Pamiętajmy o tym: nasze życie wyraża się w ofiarowaniu siebie, ale im bardziej kapłan, zakonnica, zakonnik daje siebie, poświęca siebie, pracuje dla Królestwa Bożego, tym bardziej konieczne staje się, aby troszczył się także o siebie. Kapłan, zakonnica, diakon, który zaniedbuje siebie, w końcu będzie zaniedbywał także tych, którzy są mu powierzeni. Do tego potrzebna jest mała „reguła życia” – zakonnicy już ją mają – która obejmuje codzienne spotkanie z modlitwą i Eucharystią, dialog z Panem, każdy według własnej duchowości i własnego stylu. I chciałbym również dodać: trzeba zachować kilka chwil samotności; mieć brata lub siostrę, z którymi można swobodnie dzielić się tym, co nosimy w sercu – niegdyś nazywało się to kierownik duchowy, kierowniczka duchowa; pielęgnować coś, co nas pasjonuje, nie po to, aby jakoś spędzić wolny czas, lecz aby w zdrowy sposób odpocząć od zmęczenia posługą. Posługa powoduje zmęczenie! Należy obawiać się ludzi, którzy są zawsze aktywni, zawsze w centrum, którzy być może ze zbytniej gorliwości nigdy nie odpoczywają, nigdy nie robią przerwy dla siebie. To nie jest dobre, potrzeba przestrzeni i chwil, w których każdy kapłan i każda osoba konsekrowana troszczy się o siebie. Bracia, to nie jest dobre, potrzeba przestrzeni i chwil, w których każdy kapłan i każda osoba konsekrowana zadba o siebie. I nie po to, by zrobić sobie lifting żeby lepiej wyglądać, nie, ale aby porozmawiać z Przyjacielem, z Panem, a zwłaszcza z Matką - nie opuszczajcie Matki Bożej, proszę - by porozmawiać o swoim życiu, o tym, jak się sprawy mają. I zawsze miej do tego czy to spowiednika, jak i przyjaciela, który dobrze cię zna i z którym możesz porozmawiać i dokonać dobrego rozeznania. „Grzyby kapłańskie” nie są dobre!

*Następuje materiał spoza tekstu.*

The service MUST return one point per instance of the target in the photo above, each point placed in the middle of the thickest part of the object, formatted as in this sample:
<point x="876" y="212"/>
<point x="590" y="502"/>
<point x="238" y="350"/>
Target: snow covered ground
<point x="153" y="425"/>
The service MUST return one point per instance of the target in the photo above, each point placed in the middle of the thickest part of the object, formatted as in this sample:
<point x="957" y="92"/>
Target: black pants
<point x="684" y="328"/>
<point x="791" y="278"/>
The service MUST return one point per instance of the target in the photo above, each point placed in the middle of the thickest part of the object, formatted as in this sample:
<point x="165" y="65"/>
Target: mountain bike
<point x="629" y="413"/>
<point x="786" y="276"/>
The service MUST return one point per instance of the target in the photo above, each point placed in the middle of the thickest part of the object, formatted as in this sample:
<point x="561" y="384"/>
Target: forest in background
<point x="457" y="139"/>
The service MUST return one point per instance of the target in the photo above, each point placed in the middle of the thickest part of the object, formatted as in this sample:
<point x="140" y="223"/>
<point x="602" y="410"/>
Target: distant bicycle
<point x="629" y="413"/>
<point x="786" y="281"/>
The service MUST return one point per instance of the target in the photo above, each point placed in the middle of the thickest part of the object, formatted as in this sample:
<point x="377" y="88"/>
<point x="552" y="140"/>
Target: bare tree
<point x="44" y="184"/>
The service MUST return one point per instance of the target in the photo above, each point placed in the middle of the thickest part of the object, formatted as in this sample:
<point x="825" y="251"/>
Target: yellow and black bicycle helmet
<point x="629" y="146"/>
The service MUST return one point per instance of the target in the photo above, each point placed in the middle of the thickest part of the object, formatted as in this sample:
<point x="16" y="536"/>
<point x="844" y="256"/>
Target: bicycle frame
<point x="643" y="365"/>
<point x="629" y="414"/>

A ta troska obejmuje coś jeszcze: braterstwo między wami. Uczymy się dzielić nie tylko trudami i wyzwaniami, ale także radościami i przyjaźnią między nami: wasz Biskup mówi coś, co bardzo mi się podoba, a mianowicie, że ważne jest, aby przejść od „Księgi Lamentacji” do „Księgi Pieśni nad Pieśniami”. Rzadko to czynimy. Lubimy narzekania. A jeśli biedny biskup zapomniał rano piuski, „Ale spójrz na biskupa...”. Bierze coś, żeby plotkować o biskupie. To prawda, biskup jest grzesznikiem jak każdy z nas. Jesteśmy braćmi! Trzeba przejście od „Księgi Lamentacji” do „Księgi Pieśni nad Pieśniami”. To jest ważne, mówi o tym także Psalm: „Biadania moje zmieniłeś mi w taniec” (Ps 30, 12). Dzielmy się nawzajem radością bycia apostołami i uczniami Pana! Radością trzeba się dzielić. W przeciwnym razie miejsce radości zajmie ocet. Okropne jest spotkanie księdza o zgorzkniałym sercu. To brzydkie. „Ale dlaczego ksiądz jest taki?” - „Ech, bo biskup mnie nie lubi... Bo mianowali tego drugiego na biskupa, a nie mnie... Bo... Bo...”. Narzekania. Proszę, zatrzymaj się przed narzekaniami, zazdrością. Zazdrość jest „żółtą” wadą. Prośmy Pana, aby zmienił nasze narzekanie w taniec, aby dał nam poczucie humoru, ewangeliczną prostotę.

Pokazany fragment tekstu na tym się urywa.